Reporters Without Borders has carried out a new survey of online freedom of expression for World Day Against Cyber-Censorship on 12 March.
“One in three of the world’s Internet users does not have access to an unrestricted Internet,” Reporters Without Borders secretary-general Jean-François Julliard said. “Around 60 countries censor the Internet to varying degrees and harass netizens. At least 119 people are currently in prison just for using the Internet to express their views freely. These are disturbing figures.
“The Internet played a crucial role in the recent Tunisian and Egyptian revolutions but more and more governments try to manipulate online information and remove critical content. There is a greater need than ever to defend online free speech and protect cyber-dissidents. This day is also the occasion to pay tribute to the solidarity that Internet users show towards each other.”
Enemies of the Internet
Reporters Without Borders is releasing a 100-page report on the state of online freedom of expression in the 10 countries it has identified as “Enemies of the Internet” and the 16 countries it is keeping “under surveillance” because of their questionable Internet policies. Repressive regimes resort to all sorts of measures to control content, ranging from censorship, jailing cyber-dissidents and circulating massive amounts of propaganda online.
“Tunisia and Egypt have been removed from the list of Enemies of the Internet following the fall of their governments,” Julliard added. “These countries nonetheless remain under surveillance, as does Libya. The gains of these revolutions must be consolidated and the new freedoms must be guaranteed. We have also placed three democracies – Australia, South Korea and France – under surveillance because of various measures they have taken that could have negative consequences for online free expression and Internet access.”
A dedicated website for the campaign (http://12mars.rsf.org/en/)

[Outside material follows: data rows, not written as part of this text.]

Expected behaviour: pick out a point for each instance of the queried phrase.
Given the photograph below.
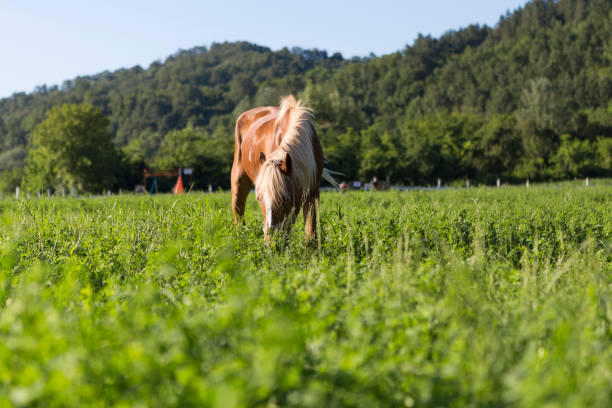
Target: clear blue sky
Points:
(47, 42)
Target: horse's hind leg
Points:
(310, 217)
(241, 185)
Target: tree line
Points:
(528, 98)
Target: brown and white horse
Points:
(278, 150)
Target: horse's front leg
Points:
(241, 185)
(309, 211)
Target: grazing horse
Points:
(278, 150)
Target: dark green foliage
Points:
(505, 96)
(71, 147)
(479, 297)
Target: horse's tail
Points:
(327, 175)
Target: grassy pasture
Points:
(479, 297)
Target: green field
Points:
(479, 297)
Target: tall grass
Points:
(441, 298)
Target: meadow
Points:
(463, 297)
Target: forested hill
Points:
(531, 97)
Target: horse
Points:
(278, 151)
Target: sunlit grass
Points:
(479, 297)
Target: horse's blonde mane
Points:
(297, 142)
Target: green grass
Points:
(479, 297)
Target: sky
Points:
(47, 42)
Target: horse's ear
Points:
(286, 164)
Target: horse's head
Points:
(275, 191)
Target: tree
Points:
(71, 147)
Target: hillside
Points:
(531, 97)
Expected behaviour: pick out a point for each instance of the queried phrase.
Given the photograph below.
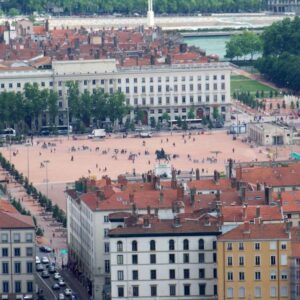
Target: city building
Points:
(253, 262)
(279, 6)
(164, 259)
(17, 256)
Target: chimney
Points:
(247, 228)
(267, 195)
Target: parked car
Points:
(55, 286)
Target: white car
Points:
(57, 276)
(68, 292)
(45, 260)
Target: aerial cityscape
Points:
(150, 149)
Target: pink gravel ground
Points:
(62, 170)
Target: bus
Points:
(60, 129)
(8, 132)
(191, 124)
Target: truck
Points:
(97, 133)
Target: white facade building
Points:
(164, 259)
(155, 89)
(17, 256)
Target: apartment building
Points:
(253, 262)
(17, 255)
(164, 259)
(155, 89)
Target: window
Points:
(120, 259)
(186, 258)
(202, 289)
(201, 258)
(152, 258)
(241, 276)
(120, 275)
(257, 276)
(284, 291)
(5, 268)
(171, 245)
(152, 274)
(106, 247)
(201, 244)
(153, 290)
(172, 288)
(135, 291)
(17, 286)
(152, 245)
(186, 289)
(134, 246)
(29, 267)
(186, 273)
(185, 244)
(119, 246)
(202, 273)
(257, 292)
(172, 258)
(241, 292)
(120, 291)
(172, 273)
(229, 261)
(5, 287)
(273, 260)
(241, 260)
(107, 266)
(229, 293)
(134, 259)
(135, 275)
(257, 260)
(4, 252)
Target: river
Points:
(211, 44)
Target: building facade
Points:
(155, 89)
(17, 256)
(164, 259)
(253, 262)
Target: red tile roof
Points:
(256, 232)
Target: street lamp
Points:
(46, 164)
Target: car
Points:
(61, 296)
(57, 276)
(55, 286)
(45, 274)
(68, 292)
(45, 260)
(61, 282)
(39, 267)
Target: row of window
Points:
(172, 274)
(257, 260)
(135, 291)
(17, 267)
(17, 252)
(172, 258)
(17, 287)
(152, 245)
(16, 238)
(257, 246)
(257, 275)
(257, 292)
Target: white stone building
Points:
(164, 259)
(17, 256)
(155, 89)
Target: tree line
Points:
(133, 6)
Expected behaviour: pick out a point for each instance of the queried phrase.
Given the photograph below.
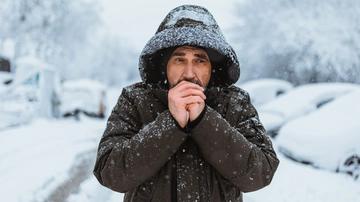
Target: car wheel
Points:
(351, 165)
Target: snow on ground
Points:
(37, 160)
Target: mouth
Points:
(189, 80)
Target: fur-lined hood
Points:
(193, 26)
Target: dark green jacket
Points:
(146, 155)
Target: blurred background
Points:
(63, 65)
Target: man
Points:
(185, 133)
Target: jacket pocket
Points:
(145, 191)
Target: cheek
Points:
(171, 76)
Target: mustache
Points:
(188, 80)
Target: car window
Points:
(323, 102)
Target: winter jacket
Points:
(146, 155)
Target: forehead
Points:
(190, 49)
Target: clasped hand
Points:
(186, 102)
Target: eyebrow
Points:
(179, 53)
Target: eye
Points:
(179, 60)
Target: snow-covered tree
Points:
(54, 31)
(301, 41)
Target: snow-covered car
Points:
(328, 138)
(33, 91)
(5, 79)
(300, 101)
(265, 90)
(83, 96)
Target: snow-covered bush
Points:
(301, 41)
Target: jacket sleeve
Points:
(129, 153)
(237, 145)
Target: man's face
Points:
(190, 64)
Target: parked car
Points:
(83, 96)
(328, 138)
(32, 90)
(299, 102)
(265, 90)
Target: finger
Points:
(192, 100)
(186, 85)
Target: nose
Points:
(189, 71)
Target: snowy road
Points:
(53, 160)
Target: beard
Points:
(188, 80)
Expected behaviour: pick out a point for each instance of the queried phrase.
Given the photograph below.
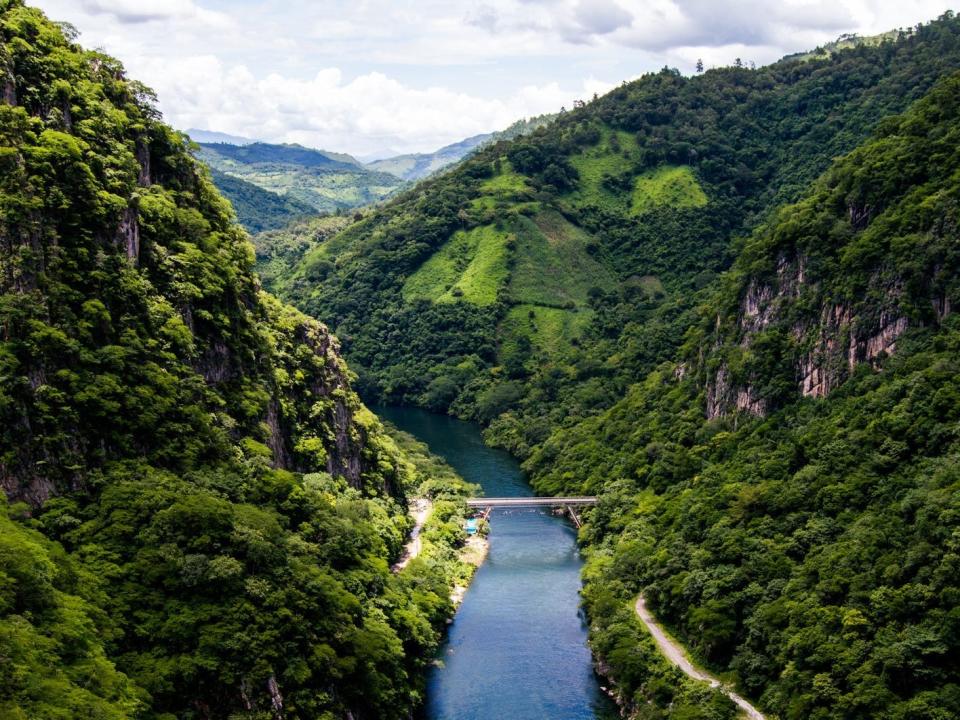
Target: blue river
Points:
(517, 649)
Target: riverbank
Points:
(420, 510)
(473, 553)
(517, 645)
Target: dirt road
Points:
(675, 654)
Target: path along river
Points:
(517, 648)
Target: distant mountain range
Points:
(272, 185)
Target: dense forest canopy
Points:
(201, 512)
(723, 304)
(675, 297)
(596, 234)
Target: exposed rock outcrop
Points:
(829, 339)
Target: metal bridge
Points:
(531, 502)
(567, 504)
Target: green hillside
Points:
(416, 166)
(198, 514)
(258, 209)
(301, 177)
(646, 191)
(811, 552)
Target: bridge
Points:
(566, 503)
(531, 502)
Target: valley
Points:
(246, 390)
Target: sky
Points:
(376, 77)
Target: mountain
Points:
(420, 165)
(258, 209)
(210, 136)
(786, 494)
(537, 280)
(198, 513)
(723, 304)
(326, 182)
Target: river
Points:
(517, 647)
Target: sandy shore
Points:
(474, 552)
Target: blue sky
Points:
(370, 76)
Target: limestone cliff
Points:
(838, 280)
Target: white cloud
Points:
(361, 115)
(363, 75)
(142, 11)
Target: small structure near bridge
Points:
(569, 504)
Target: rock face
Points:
(133, 328)
(827, 339)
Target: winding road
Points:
(420, 509)
(675, 654)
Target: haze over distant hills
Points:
(271, 185)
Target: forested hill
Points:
(811, 552)
(201, 512)
(326, 182)
(531, 285)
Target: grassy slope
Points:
(659, 178)
(323, 182)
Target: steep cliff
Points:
(835, 281)
(786, 495)
(202, 513)
(120, 268)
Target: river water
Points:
(517, 649)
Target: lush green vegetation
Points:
(323, 182)
(806, 554)
(810, 554)
(258, 209)
(641, 196)
(202, 513)
(417, 166)
(278, 249)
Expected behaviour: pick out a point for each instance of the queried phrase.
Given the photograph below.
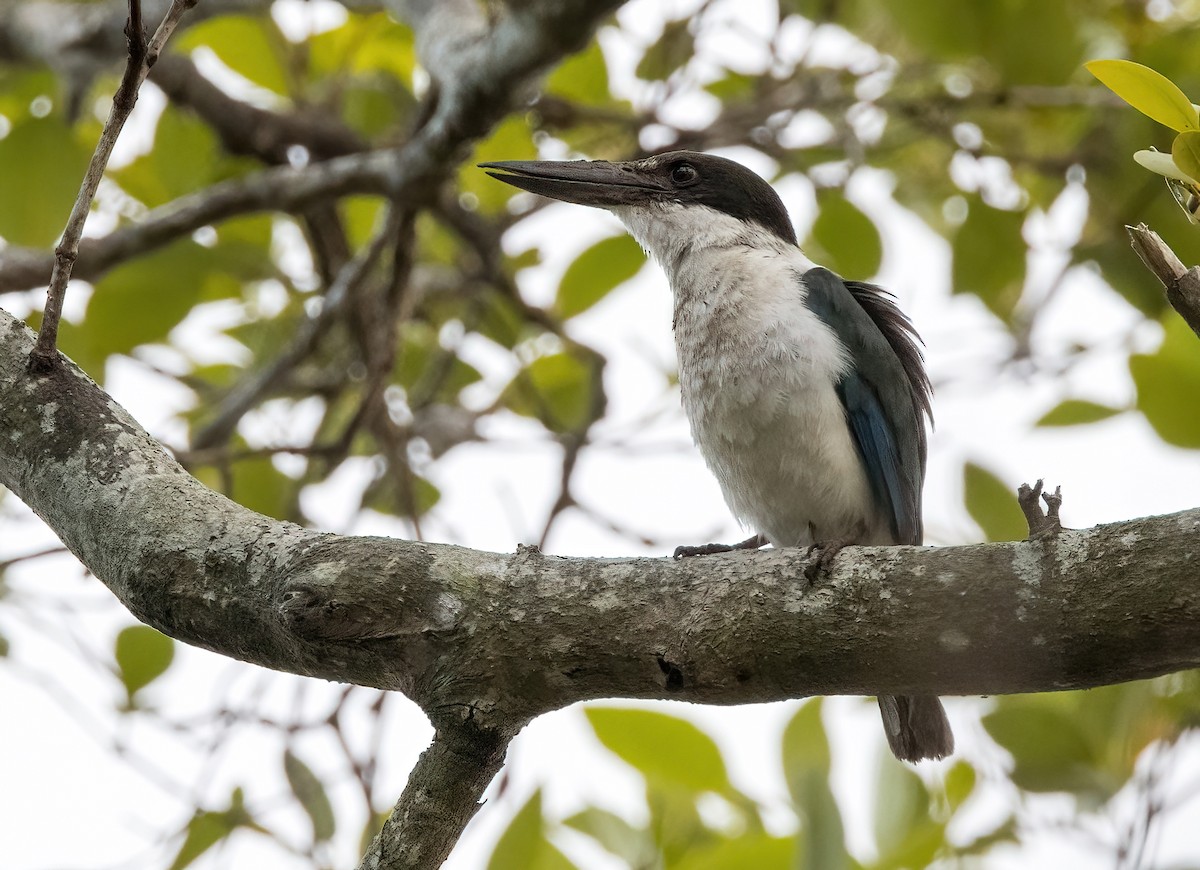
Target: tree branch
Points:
(483, 75)
(485, 641)
(1084, 609)
(442, 795)
(142, 57)
(1182, 283)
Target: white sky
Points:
(55, 732)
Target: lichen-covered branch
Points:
(1182, 285)
(485, 641)
(507, 637)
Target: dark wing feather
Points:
(886, 394)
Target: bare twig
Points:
(1182, 283)
(246, 394)
(142, 58)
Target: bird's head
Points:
(666, 201)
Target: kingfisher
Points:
(807, 394)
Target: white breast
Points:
(757, 370)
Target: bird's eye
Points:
(684, 174)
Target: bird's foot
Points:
(709, 549)
(825, 552)
(1041, 525)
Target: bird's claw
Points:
(684, 552)
(754, 543)
(826, 552)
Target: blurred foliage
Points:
(697, 819)
(979, 114)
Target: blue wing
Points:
(886, 393)
(881, 457)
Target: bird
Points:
(807, 394)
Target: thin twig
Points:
(247, 393)
(142, 58)
(1182, 283)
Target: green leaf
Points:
(993, 505)
(959, 784)
(558, 390)
(672, 49)
(1074, 412)
(807, 769)
(258, 485)
(989, 257)
(805, 745)
(204, 832)
(1169, 384)
(663, 748)
(310, 791)
(595, 273)
(142, 300)
(143, 654)
(1149, 91)
(523, 844)
(847, 237)
(41, 169)
(184, 159)
(1050, 753)
(901, 805)
(426, 370)
(1162, 165)
(209, 828)
(1186, 153)
(753, 850)
(250, 46)
(616, 835)
(582, 78)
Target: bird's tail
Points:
(916, 726)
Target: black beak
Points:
(585, 183)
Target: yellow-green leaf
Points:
(1186, 153)
(989, 257)
(41, 169)
(558, 390)
(672, 49)
(583, 77)
(665, 749)
(807, 771)
(310, 791)
(598, 270)
(143, 654)
(250, 46)
(525, 845)
(1149, 91)
(754, 849)
(993, 504)
(1073, 412)
(1169, 384)
(847, 237)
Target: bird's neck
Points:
(679, 237)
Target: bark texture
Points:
(496, 639)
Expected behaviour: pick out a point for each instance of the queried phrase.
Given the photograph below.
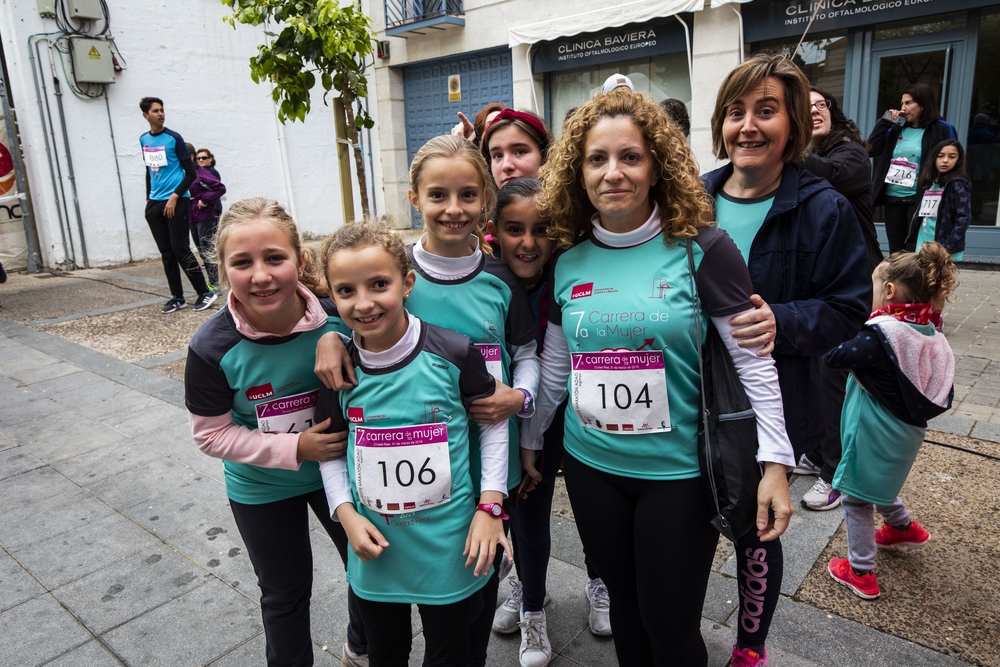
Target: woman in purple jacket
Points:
(206, 191)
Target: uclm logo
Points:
(259, 392)
(584, 289)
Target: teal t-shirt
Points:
(908, 147)
(491, 307)
(432, 386)
(628, 318)
(742, 218)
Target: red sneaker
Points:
(865, 586)
(914, 536)
(748, 657)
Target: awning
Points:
(599, 19)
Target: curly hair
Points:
(841, 127)
(684, 204)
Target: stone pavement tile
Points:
(830, 640)
(39, 630)
(194, 629)
(14, 461)
(130, 587)
(197, 503)
(47, 518)
(91, 654)
(220, 548)
(76, 553)
(16, 584)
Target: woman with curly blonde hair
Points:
(623, 196)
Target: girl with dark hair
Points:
(946, 207)
(902, 140)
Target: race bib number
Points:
(290, 414)
(902, 172)
(402, 469)
(154, 156)
(624, 393)
(494, 362)
(929, 204)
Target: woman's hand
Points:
(464, 128)
(758, 328)
(502, 405)
(315, 445)
(366, 542)
(485, 533)
(333, 364)
(772, 493)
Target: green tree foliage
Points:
(318, 38)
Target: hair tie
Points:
(511, 114)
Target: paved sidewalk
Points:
(117, 546)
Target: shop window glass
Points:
(661, 76)
(823, 58)
(982, 157)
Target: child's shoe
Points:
(864, 586)
(914, 536)
(748, 657)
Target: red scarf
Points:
(914, 313)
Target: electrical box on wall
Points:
(92, 60)
(47, 9)
(84, 9)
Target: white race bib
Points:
(493, 359)
(901, 172)
(929, 204)
(624, 393)
(154, 156)
(402, 469)
(290, 414)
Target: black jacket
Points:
(809, 263)
(882, 141)
(847, 167)
(954, 216)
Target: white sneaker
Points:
(600, 608)
(508, 614)
(536, 651)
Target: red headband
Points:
(510, 114)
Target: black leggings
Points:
(171, 236)
(447, 636)
(653, 545)
(277, 539)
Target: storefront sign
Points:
(786, 18)
(636, 40)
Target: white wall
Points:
(182, 52)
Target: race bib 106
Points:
(403, 468)
(289, 414)
(624, 393)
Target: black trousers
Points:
(447, 636)
(652, 543)
(171, 236)
(277, 539)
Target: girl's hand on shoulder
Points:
(756, 328)
(502, 405)
(366, 542)
(315, 445)
(772, 494)
(333, 364)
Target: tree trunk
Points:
(359, 162)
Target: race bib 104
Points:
(289, 414)
(624, 393)
(403, 468)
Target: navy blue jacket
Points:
(954, 216)
(810, 264)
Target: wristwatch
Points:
(495, 510)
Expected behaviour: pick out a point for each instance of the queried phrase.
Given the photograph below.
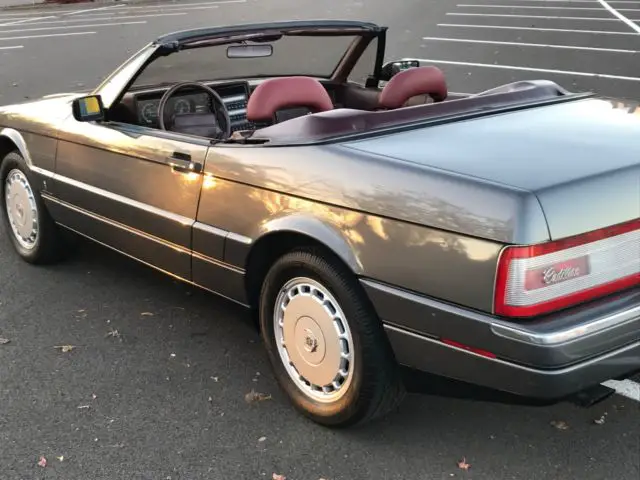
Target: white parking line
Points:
(183, 5)
(621, 17)
(79, 12)
(538, 29)
(72, 12)
(72, 26)
(532, 69)
(574, 1)
(25, 21)
(521, 44)
(626, 388)
(47, 36)
(126, 17)
(532, 16)
(542, 8)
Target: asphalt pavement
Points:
(155, 384)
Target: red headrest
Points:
(287, 92)
(412, 82)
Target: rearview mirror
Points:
(393, 68)
(88, 109)
(249, 51)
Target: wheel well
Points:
(268, 250)
(6, 146)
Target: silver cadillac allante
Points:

For World Day Against Cyber-Censorship, Reporters Without Borders has created a dedicated website where Internet users can download a graphic representing the defence of online free expression, view a film made for the occasion by French illustrator Joel Guenoun and consult the map of Internet black holes.
Internet users are urged to circulate this information on social networks, blogs and websites that support imprisoned netizens. They may also use the graphic, which is available in a score of languages (including Chinese, Arabic, Burmese, Turkmen, Farsi and Russian) as an image for their profiles in Facebook, Twitter and other social networks.
2010 – Year of the Internet?
Last year saw the Internet and social networks conclusively established as tools for protest, campaigning and circulating information. It also saw a growing tendency for traditional and new media to complement each other, as witnessed not only during the Arab Spring but also in the way WikiLeaks released the leaked US diplomatic cables in coordination with several leading international media.
The Internet continues above all to be a tool, one that can be used for good ends and bad. It creates an area of freedom in the most closed countries. Its potential as a tool for circulating news and information angers dictators and renders traditional censorship methods ineffective. The Internet is used not only by dissidents but also by governments, which employ it to circulate their propaganda and to reinforce surveillance and control of the population.
The Internet strategies pursued nowadays by authoritarian regimes consist not so much of outright blocking as online manipulation and propaganda. Countries such as China, Saudi Arabia and Iran continue to filter out vast amounts of content, reinforcing the filtering at times of tension, but Internet users in these countries continue to learn how to circumvent censorship.